Make Vital Signs part of any medical exam (and paying for extra time for explanations)
E.R. Visits that lead to a medical referral and completed visit is rewarded in income.
E.R. Visits that treat outside ICD code of visit, rewarded with income.
The way I would have treated my sister who seemed high, was CMP and CBC, HgbA1c drug screen. This new protocol makes no assumptions. Even drug and alcohol testing may reveal dangerous levels and explain how you may best serve this customer we in Medicaid call patients.
Then get someone to explain she has a fracture and this is a break in her arm, and remember you don’t know how long she has had it, but now you understand why she has been self-medicating her very painful injury. Though you still can only quests how she got it.
Make that person you assigned to her find out for certain that she is safe and has a place to stay. Let’s stop pretending we care about people and make protocols to protect people that we may not care about.
Last, if you can’t be certain she will comply and see the doctor you are referring herE to, and you can’t.

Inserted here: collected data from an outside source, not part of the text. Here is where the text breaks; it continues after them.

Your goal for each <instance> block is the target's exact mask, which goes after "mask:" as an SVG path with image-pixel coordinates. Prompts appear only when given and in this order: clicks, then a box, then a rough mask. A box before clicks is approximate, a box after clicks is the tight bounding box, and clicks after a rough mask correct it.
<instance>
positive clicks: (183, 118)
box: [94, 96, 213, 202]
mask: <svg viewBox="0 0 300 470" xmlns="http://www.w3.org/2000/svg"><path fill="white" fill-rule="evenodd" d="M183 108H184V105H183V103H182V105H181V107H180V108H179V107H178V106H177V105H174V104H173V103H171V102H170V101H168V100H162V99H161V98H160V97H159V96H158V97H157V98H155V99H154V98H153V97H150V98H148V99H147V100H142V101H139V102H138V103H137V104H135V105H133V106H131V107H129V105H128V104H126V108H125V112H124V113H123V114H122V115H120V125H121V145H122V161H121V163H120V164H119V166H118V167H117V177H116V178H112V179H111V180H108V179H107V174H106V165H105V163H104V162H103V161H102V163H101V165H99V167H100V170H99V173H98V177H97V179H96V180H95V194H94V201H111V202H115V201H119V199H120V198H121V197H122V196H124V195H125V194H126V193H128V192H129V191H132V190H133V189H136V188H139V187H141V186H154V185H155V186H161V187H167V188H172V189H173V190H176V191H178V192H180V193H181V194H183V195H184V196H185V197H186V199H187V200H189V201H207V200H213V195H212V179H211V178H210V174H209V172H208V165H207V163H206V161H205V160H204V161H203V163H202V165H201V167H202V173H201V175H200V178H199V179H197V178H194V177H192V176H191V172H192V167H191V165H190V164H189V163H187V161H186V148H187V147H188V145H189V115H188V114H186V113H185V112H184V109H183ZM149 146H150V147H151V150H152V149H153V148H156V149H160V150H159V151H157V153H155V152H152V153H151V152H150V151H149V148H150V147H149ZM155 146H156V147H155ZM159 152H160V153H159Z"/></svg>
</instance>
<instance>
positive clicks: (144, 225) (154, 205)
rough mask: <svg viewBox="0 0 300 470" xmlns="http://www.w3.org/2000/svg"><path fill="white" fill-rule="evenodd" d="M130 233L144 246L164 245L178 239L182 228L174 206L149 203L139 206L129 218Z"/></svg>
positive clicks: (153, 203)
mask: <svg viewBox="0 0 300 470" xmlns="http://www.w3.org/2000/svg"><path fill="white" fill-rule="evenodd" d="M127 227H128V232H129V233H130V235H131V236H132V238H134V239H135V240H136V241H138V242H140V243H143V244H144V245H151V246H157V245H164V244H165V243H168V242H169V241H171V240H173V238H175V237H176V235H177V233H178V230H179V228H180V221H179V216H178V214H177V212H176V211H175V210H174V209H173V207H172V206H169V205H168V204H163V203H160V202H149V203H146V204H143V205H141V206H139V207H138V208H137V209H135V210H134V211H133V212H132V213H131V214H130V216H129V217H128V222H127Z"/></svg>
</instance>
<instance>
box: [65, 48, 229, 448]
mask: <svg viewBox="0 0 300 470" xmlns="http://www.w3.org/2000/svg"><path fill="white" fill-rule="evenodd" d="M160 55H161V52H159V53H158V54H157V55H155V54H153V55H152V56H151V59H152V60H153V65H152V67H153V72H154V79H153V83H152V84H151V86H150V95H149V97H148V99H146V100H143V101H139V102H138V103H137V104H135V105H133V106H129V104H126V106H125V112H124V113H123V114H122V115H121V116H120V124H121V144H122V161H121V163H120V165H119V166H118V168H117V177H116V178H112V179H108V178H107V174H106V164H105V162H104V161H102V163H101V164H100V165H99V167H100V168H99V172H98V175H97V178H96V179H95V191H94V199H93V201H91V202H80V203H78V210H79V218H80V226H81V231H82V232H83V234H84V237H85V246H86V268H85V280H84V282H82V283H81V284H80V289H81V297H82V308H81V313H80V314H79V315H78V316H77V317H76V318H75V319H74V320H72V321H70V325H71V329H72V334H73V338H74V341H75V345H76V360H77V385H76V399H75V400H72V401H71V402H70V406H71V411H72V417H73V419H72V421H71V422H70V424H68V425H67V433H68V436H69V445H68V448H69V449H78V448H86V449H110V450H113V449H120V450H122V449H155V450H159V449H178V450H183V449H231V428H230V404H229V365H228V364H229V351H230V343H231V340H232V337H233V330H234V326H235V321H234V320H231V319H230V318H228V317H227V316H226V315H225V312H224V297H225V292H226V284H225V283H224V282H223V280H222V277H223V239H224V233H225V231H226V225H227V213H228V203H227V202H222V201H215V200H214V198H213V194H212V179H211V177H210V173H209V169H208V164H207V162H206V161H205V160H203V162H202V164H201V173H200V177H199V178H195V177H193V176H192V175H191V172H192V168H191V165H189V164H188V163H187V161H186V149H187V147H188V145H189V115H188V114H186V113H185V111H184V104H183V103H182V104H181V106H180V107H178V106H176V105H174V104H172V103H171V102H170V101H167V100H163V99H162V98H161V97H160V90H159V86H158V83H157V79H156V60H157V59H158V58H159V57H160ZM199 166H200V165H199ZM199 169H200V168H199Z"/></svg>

Then, test her for a compartment syndrome before she leaves in order to establish a baseline, make certain she doesn’t have a compartment syndrome.
The difference in the care for this patient is being paid to test her blood levels for an ICD bone fracture, and a new ICD called unknown timing of fractured limb. This gives the provider a way to subjectively admit he is uncomfortable with a patient and objectively document care.
But most important the hospital should be reimbursed for these tests using the ICD code of uncertainty rather than simply fractured bone.